Webber and lyricist Tim Rice made other brilliant choices when writing Joseph: It's incredibly fast-paced (clocking in under 90 minutes), includes many upbeat and popular music styles (from Elvis to calypso to country-western), and because it uses the device of a narrator, productions can have fun playing with the storytelling elements, including costumes.

In this staging, Heather Beirne and Jonathan Goodman blew the house away. The narrator's part is difficult because it requires a voice able to easily traipse along both extremes of the musical scale. (Believe me, I've tried in the shower; it's tough.) Though often overshadowed by the title part and the more lively roles of the brothers, the narrator is almost constantly on-stage and singing; the role needs a thankless perfection that Beirne certainly achieved.

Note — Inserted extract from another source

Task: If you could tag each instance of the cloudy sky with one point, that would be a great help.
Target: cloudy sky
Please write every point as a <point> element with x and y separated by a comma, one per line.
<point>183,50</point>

And Goodman as Joseph was a golden-haired sensation and a natural in the spotlight. His emotional "Close Every Door" was stunning, and he worked well with the children's chorus during "Any Dream Will Do." Local favorite Tom Walljasper's Elvis had some convincing hip-twitches, and Reader movie reviewer Mike Schulz shined with "Calypso Ben." I can't think of a character I didn't like, and everyone positively contributed to the production, especially during ensemble pieces such as "Go, Go, Go Joseph!" and "Jacob & Sons/Joseph's Coat."

Costuming was mostly good, with the exception of the narrator's long black boots, pants, and vest paired with some kind of pirate-looking poofy shirt (similar to the one in the episode of Seinfeld). Joseph's coat is as vibrant as a stained glass window. Other favorites were the brothers' Converse All-Star high tops, Potiphar's sock garters and cigar, and the backup girls' shiny Egyptian hair wigs.

The production did have a few weak spots. While the children's chorus is a must, especially for call-and-repeat songs such as "Any Dream Will Do," I had a hard time hearing the youngsters. And while I liked the choice to dress the brothers in colorful overalls, I thought the sewed-on letters indicating their first names (e.g., "G" for Gad) seemed childish; after all, these are grown men.

Only one moment threw me off-guard, and that was Jacob's strained off-stage cry after the brothers convinced the old man that his favorite son was dead. The crying is part of the show, but it seemed the actor wanted to draw a laugh, giving an inappropriate moose-dying wail, which drew me out of any possible emotion I could have been feeling for the poor father.

Still, all ages will enjoy Joseph. It's fun, enlightening, sometimes sexy, cute, hilarious, and pretty much the best show this side of the Nile.